The ruling not only overturns the jury’s verdict in December awarding $260,000 in damages to Nicole Tomaskovic for the July 2007 incident involving Officer William Szura but also ends litigation over whether the city had a pattern and practice of covering up for the actions of bad officers.
Ellis, who was an assistant corporation counsel defending Chicago police officers against allegations of wrongdoing between 2004 and 2008, said she recognized that overturning a jury verdict and finding in favor of the losing side “is the most severe sanction available in litigation and should not be imposed lightly.”
City lawyers had asked the judge to take the action against Kurtz after the hotly contested trial. A spokesman for the city’s Law Department declined comment on the ruling issued Thursday.
Kurtz, who withdrew from the case earlier this year, could not be reached for comment Friday. Tomaskovic’s new attorney also was unavailable.
Szura, a longtime mounted officer who has since retired from the force, was accused of attacking Tomaskovic and her two friends, Kelly Fuery and Debra Sciortino, after he pulled over Fuery’s car on the side of the expressway as they were headed home from the Gay Pride Parade.
Szura had worked crowd control at the parade with his horse but was off-duty when he said he saw Fuery throw something at his vehicle as they tailgated him. Szura testified at trial in December that he hit the brakes, then pulled to the shoulder of the expressway just west of downtown to calm down.
Fuery alleged, however, Szura forced her off the road by staying in front of her car and slowing to a stop.
Either way, the two left their vehicles, and a confrontation ensued that quickly spun out of control.
Fuery alleged that Szura — without identifying himself as a police officer — drew a handgun and stuck it in her midsection. According to her deposition, she said to Szura, “What are you going to do, shoot me?” Szura then is alleged to have struck Fuery in the face and knocked down Sciortino when she tried to intervene.
Tomaskovic, who had been following in another vehicle, ran up to help but Szura slammed her against a car and concrete barrier so hard it ruptured two discs in her back that later required surgery, according to court filings.
Amid the melee, a motorist called 911 to report seeing a woman knocked into a lane of traffic, court records showed.

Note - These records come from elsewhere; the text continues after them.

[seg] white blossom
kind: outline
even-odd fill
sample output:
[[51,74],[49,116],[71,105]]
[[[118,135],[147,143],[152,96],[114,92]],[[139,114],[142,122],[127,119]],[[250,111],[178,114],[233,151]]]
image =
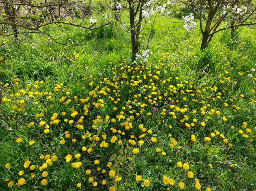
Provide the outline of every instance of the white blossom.
[[147,11],[142,10],[142,16],[146,18],[149,18],[149,14]]
[[89,22],[90,22],[90,23],[91,23],[91,24],[94,24],[97,21],[97,20],[96,19],[93,19],[93,17],[91,17],[91,18],[90,18],[90,19],[89,20]]
[[185,21],[185,24],[184,26],[187,31],[187,32],[190,32],[191,30],[194,30],[196,25],[196,23],[193,21],[194,16],[193,14],[190,13],[189,16],[188,15],[186,17],[183,16],[182,18]]

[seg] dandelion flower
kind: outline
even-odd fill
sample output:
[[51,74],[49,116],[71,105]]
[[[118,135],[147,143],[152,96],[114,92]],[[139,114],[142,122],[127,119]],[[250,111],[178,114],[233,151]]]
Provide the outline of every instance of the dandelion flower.
[[185,163],[183,165],[183,167],[185,170],[188,170],[189,168],[189,165],[187,163]]
[[140,180],[141,180],[142,179],[141,176],[140,176],[140,175],[137,175],[137,176],[136,176],[136,178],[135,178],[135,179],[136,180],[136,181],[137,182],[140,182]]
[[115,174],[116,174],[116,172],[114,170],[111,170],[110,171],[109,171],[109,176],[115,176]]
[[135,148],[132,150],[132,152],[135,154],[137,154],[139,152],[139,150],[137,148]]
[[174,180],[172,178],[170,179],[169,180],[169,184],[172,186],[174,185]]
[[166,178],[164,178],[163,182],[165,184],[168,184],[169,183],[169,179]]
[[148,187],[149,186],[149,184],[150,184],[150,181],[148,179],[145,180],[143,182],[143,184],[144,184],[144,186],[146,187]]
[[189,178],[192,178],[194,176],[194,174],[191,171],[189,171],[187,172],[187,176]]
[[25,182],[26,180],[24,178],[21,178],[19,179],[18,180],[18,184],[21,186],[25,184]]
[[116,189],[115,187],[110,187],[110,188],[109,188],[110,191],[116,191]]
[[180,188],[181,189],[183,189],[183,188],[184,188],[184,187],[185,187],[184,183],[183,183],[182,182],[180,182],[179,183],[179,186],[180,187]]
[[47,184],[47,180],[46,180],[45,178],[42,179],[41,181],[41,184],[42,184],[42,185],[46,185],[46,184]]

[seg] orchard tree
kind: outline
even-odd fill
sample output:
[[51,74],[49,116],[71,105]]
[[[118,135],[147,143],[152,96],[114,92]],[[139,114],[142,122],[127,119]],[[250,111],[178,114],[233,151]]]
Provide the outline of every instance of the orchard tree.
[[[87,5],[85,2],[87,2]],[[0,50],[11,44],[25,40],[32,33],[45,35],[56,43],[68,47],[82,45],[84,40],[70,44],[67,39],[57,39],[44,29],[50,26],[59,30],[60,25],[66,25],[81,30],[94,30],[109,24],[110,22],[96,27],[97,20],[85,15],[90,3],[90,0],[0,0],[0,37],[7,39],[9,42],[0,44]],[[79,22],[73,11],[76,6],[84,9],[84,17]]]
[[[255,1],[198,0],[195,1],[196,4],[193,4],[194,7],[190,0],[177,1],[189,7],[199,19],[200,30],[203,35],[201,50],[207,47],[217,33],[225,30],[231,30],[234,37],[234,32],[238,27],[255,27],[256,24]],[[190,22],[193,22],[190,20]]]
[[[148,50],[143,51],[142,55],[138,52],[140,49],[140,34],[146,24],[149,25],[151,31],[148,37],[147,48],[152,34],[153,26],[158,15],[168,15],[171,11],[169,8],[172,4],[171,0],[114,0],[112,3],[118,7],[118,10],[127,10],[129,13],[129,21],[125,18],[120,18],[121,28],[129,33],[131,36],[132,59],[136,58],[146,59],[148,57]],[[118,13],[115,13],[115,14]],[[119,13],[119,14],[121,14]],[[145,60],[144,60],[144,61]]]

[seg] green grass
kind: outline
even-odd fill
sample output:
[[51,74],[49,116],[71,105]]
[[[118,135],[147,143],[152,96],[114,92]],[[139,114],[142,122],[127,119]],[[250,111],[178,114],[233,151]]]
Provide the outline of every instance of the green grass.
[[[115,184],[117,190],[180,190],[180,182],[185,184],[183,190],[196,190],[195,178],[199,180],[203,191],[207,187],[214,191],[256,189],[256,78],[255,72],[251,70],[255,67],[255,31],[240,28],[236,42],[230,40],[230,31],[218,33],[205,51],[201,52],[198,25],[194,32],[188,33],[178,23],[181,20],[174,17],[172,20],[176,22],[167,24],[166,18],[158,19],[150,41],[148,62],[137,66],[132,63],[129,34],[114,23],[91,33],[70,26],[61,26],[62,34],[50,32],[56,38],[64,36],[60,39],[63,41],[68,34],[70,41],[74,43],[91,35],[85,43],[95,44],[69,50],[44,37],[42,41],[37,35],[30,37],[34,45],[21,44],[20,48],[25,52],[19,56],[11,54],[3,64],[11,69],[2,70],[0,74],[4,83],[9,84],[5,89],[13,98],[4,91],[4,99],[0,105],[2,189],[107,190],[114,185],[113,178],[109,174],[112,169],[122,177]],[[146,28],[141,33],[141,50],[145,48],[149,32],[150,29]],[[9,48],[16,50],[14,46]],[[77,59],[74,58],[76,55],[79,55]],[[102,75],[99,76],[99,72]],[[252,76],[249,77],[249,74]],[[27,86],[29,84],[30,86]],[[34,87],[35,84],[38,87]],[[152,90],[153,87],[156,90]],[[20,91],[22,89],[24,93]],[[91,93],[93,91],[96,98]],[[20,92],[20,95],[15,95]],[[64,97],[64,102],[60,102]],[[87,98],[85,102],[80,100]],[[154,99],[156,99],[155,102]],[[99,99],[103,100],[102,107],[94,105],[101,103]],[[24,100],[24,104],[20,100]],[[38,104],[35,104],[36,102]],[[21,111],[12,108],[16,104]],[[146,105],[142,107],[143,104]],[[85,105],[88,106],[87,113],[85,113]],[[201,113],[204,106],[205,114]],[[184,113],[179,109],[185,108],[187,111]],[[73,110],[78,113],[72,117]],[[62,114],[63,112],[66,113],[65,115]],[[59,121],[51,124],[54,113],[58,113],[56,119]],[[44,116],[36,116],[40,113]],[[107,115],[110,117],[107,122],[95,124],[100,132],[92,127],[97,116],[105,121]],[[78,123],[81,116],[84,118]],[[116,121],[111,122],[112,119]],[[71,119],[74,122],[72,125],[68,122]],[[40,126],[39,123],[43,121],[46,123]],[[76,127],[77,122],[83,129]],[[205,126],[202,125],[202,122]],[[31,122],[34,125],[31,125]],[[245,126],[244,123],[247,124]],[[104,124],[107,125],[105,128]],[[140,124],[146,131],[139,128]],[[46,125],[49,126],[47,133],[44,132]],[[127,126],[129,129],[126,129]],[[248,137],[243,137],[240,130]],[[68,131],[69,138],[65,137]],[[106,139],[102,137],[102,132],[106,134]],[[211,133],[215,136],[211,137]],[[98,141],[91,140],[94,135],[100,138]],[[191,140],[192,135],[195,136],[195,142]],[[85,135],[91,136],[91,139],[82,138]],[[117,139],[113,143],[114,136]],[[20,143],[15,140],[18,137],[22,139]],[[156,143],[151,141],[152,137],[156,138]],[[211,140],[206,141],[206,137],[211,137]],[[173,141],[174,148],[170,146],[171,138],[177,141],[177,144]],[[72,139],[76,141],[72,142]],[[134,140],[136,144],[129,143],[129,139]],[[65,141],[63,145],[60,143],[61,140]],[[144,141],[143,145],[139,143],[140,140]],[[30,145],[31,140],[35,143]],[[123,146],[118,144],[119,141]],[[108,146],[101,147],[102,141]],[[84,146],[87,148],[85,152],[82,151]],[[88,153],[90,148],[93,148],[93,151]],[[132,152],[135,148],[139,150],[138,154]],[[157,148],[166,154],[157,152]],[[77,153],[81,157],[76,159]],[[40,171],[39,167],[46,162],[40,156],[47,154],[56,155],[58,159]],[[65,159],[68,154],[72,156],[69,163]],[[99,161],[99,165],[94,164],[96,160]],[[36,166],[35,169],[23,167],[27,160]],[[109,167],[107,164],[110,160],[112,164]],[[77,162],[81,162],[81,166],[72,168],[72,163]],[[178,167],[178,162],[188,163],[189,169]],[[5,167],[7,163],[10,164],[10,168]],[[231,166],[232,164],[234,167]],[[87,169],[91,170],[89,175],[85,172]],[[106,174],[102,172],[103,169],[106,169]],[[21,170],[24,174],[20,176],[18,173]],[[46,178],[42,175],[44,171],[48,171]],[[189,171],[194,173],[193,178],[187,175]],[[33,178],[32,172],[35,175]],[[141,176],[140,182],[136,180],[137,175]],[[164,176],[173,178],[174,184],[164,184]],[[96,187],[88,182],[92,176]],[[25,184],[16,186],[22,178],[26,180]],[[9,180],[6,182],[6,178]],[[47,180],[46,185],[41,183],[44,178]],[[150,181],[148,187],[143,184],[147,179]],[[107,181],[104,185],[103,180]],[[14,185],[8,187],[11,181]],[[78,183],[81,183],[80,188],[76,186]]]

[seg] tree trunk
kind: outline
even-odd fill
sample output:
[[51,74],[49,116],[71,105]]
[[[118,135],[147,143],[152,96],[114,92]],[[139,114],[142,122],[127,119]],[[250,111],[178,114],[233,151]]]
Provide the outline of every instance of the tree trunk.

“I had to swerve and almost … hit her,” a transcript of the call in court records quoted the motorist as saying.
The jury found in favor of Szura on all counts except for Tomaskovic’s claim of excessive force.
The Tribune wrote about the lawsuit in an article in early 2014 and again during the trial in December. In the online version of the December article, the Tribune posted transcripts and audio of the 911 calls as well as a photo of Tomaskovic in the hospital — materials that hadn’t been admitted into evidence at trial.
Lawyers for the city cried foul, claiming Kurtz was deliberately trying to influence the jury by leaking the transcripts to the media even though the jury was under strict instructions from the judge not to read or listen to any media accounts of the trial. Ellis later questioned the jurors, and none said they had read the article.
Queried by the judge during the trial, Kurtz denied giving the materials to the Tribune.

Asked by the judge where the Tribune got the materials, a lawyer for the newspaper declined to answer, citing reporters’ privilege.
In her ruling, Ellis wrote she was unable to “conclusively determine” how or when the Tribune was given the materials but said that “the most likely scenario is that Kurtz or someone working at her direction provided the materials” to the newspaper.
A publicist for Kurtz had given the materials to the Tribune — but three years earlier when there were no restrictions on their release. At least one television station had broadcast the materials as well three years ago.